Começar a falar sobre o aumento de clientes angariados recentemente

O que você diz: Começa a falar sobre os seus novos clientes angariados pois acredita que assim eu vou pensar que a sua empresa é muito saudável e que por estar a ganhar tantos novos projectos isso vai fazer eu querer ser parte deste “clube de novos clientes”.

O que eu penso: Na verdade são várias coisas completamente diferentes:

  1. Com esta quantidade de novos projectos, qual vai ser a sua capacidade de implementar o meu dentro do tempo que indica?
  2. Será que está a dizer que é capaz cumprir os prazos só para eu adjudicar a proposta e depois eu ficarei a espera que “um dia” implementem?
  3. Com esta quantidade de novos clientes, qual vai ser a capacidade do suporte a cliente atender aos meus pedidos de ajuda?
  4. Como será e com que tempo de resposta conseguirão resolver os meus problemas?
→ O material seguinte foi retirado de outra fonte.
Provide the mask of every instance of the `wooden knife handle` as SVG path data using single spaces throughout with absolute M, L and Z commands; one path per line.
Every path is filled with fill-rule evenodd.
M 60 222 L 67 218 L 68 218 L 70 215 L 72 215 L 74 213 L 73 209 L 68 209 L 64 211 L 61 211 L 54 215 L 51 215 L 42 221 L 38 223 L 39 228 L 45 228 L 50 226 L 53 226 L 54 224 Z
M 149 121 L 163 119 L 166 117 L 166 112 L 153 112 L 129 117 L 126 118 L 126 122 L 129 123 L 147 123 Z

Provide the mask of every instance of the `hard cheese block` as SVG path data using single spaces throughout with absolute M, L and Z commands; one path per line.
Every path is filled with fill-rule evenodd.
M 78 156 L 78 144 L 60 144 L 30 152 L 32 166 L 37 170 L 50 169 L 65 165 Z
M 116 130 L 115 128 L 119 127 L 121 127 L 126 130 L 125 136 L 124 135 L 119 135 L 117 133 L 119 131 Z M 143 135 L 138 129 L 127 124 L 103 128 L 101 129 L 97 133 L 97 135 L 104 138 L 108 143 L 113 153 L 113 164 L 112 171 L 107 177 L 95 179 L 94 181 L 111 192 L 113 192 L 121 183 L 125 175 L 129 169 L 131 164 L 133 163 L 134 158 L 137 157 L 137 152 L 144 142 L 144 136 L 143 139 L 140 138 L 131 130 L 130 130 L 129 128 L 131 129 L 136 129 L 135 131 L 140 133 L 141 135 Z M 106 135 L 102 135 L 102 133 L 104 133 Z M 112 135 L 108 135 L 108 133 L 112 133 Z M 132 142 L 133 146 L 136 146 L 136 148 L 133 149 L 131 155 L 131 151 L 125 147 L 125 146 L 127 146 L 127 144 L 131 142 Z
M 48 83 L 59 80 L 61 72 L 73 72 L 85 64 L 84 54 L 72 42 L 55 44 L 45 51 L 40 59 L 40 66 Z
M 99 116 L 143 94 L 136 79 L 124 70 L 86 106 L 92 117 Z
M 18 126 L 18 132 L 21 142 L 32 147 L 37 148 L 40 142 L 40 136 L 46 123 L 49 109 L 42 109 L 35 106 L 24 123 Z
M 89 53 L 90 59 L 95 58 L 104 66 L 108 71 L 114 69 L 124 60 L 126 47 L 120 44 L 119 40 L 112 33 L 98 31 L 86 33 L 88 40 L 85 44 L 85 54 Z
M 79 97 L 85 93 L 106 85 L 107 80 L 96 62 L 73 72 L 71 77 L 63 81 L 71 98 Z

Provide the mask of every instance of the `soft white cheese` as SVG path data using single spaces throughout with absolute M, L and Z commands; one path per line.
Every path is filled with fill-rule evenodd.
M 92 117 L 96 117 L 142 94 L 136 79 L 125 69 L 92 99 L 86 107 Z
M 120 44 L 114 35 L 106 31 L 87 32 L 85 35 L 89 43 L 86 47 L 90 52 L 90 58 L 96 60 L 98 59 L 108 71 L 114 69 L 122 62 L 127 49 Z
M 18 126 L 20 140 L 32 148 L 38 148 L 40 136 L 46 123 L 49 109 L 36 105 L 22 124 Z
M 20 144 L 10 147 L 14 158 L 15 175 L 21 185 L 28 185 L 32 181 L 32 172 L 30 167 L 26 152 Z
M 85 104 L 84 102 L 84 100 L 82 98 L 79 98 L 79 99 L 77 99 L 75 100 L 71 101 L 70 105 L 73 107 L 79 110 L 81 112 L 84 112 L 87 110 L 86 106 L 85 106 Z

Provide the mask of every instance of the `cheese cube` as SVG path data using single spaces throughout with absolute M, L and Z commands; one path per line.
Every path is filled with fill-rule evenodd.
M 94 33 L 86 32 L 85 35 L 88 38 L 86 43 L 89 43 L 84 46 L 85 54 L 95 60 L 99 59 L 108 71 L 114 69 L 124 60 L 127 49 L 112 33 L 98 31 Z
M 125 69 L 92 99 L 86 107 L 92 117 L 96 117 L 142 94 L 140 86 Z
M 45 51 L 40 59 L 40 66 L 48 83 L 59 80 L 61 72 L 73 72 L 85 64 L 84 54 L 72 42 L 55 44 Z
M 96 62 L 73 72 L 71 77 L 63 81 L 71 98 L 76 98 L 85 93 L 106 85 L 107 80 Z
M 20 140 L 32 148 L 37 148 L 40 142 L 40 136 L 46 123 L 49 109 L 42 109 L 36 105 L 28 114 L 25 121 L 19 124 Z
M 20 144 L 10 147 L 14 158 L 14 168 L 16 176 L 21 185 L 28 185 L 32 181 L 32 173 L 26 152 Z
O meu conselho: Pode até falar nos seus novos clientes, mas também me apresente a sua capacidade de implementar e suporte ao cliente.

Começar a falar sobre a história da empresa e como ela nasceu

O que você diz: Contar a história da criação da empresa, como ela foi criada num vão de escada e que hoje já tem 200 empregados e faz negócios com mais de 60 países com escritórios em 45.

O que eu penso: Para que eu quero saber a história da empresa. Eu não vou comprar a empresa e muito menos investir dinheiro como accionista. Na verdade o que eu estou a fazer consigo são duas coisas:

  1. Estou a tentar comprar um produto ou serviço da sua empresa. Aliás, se não acreditasse que vocês não eram capazes, eu não estava sentado a sua frente.
  2. Estou a contar que, se avançar, você será capaz de assegurar um nível de serviço e suporte que se coadune com a minha necessidade;
  3. Quais são as suas referencias que eu posso ligar para saber se vocês realmente são capazes de assegurar o que promete?

O meu conselho: Para de falar da sua empresa e apresente como o seu produto ou serviço vai resolver o meu problema. Assim posso voltar a trabalhar.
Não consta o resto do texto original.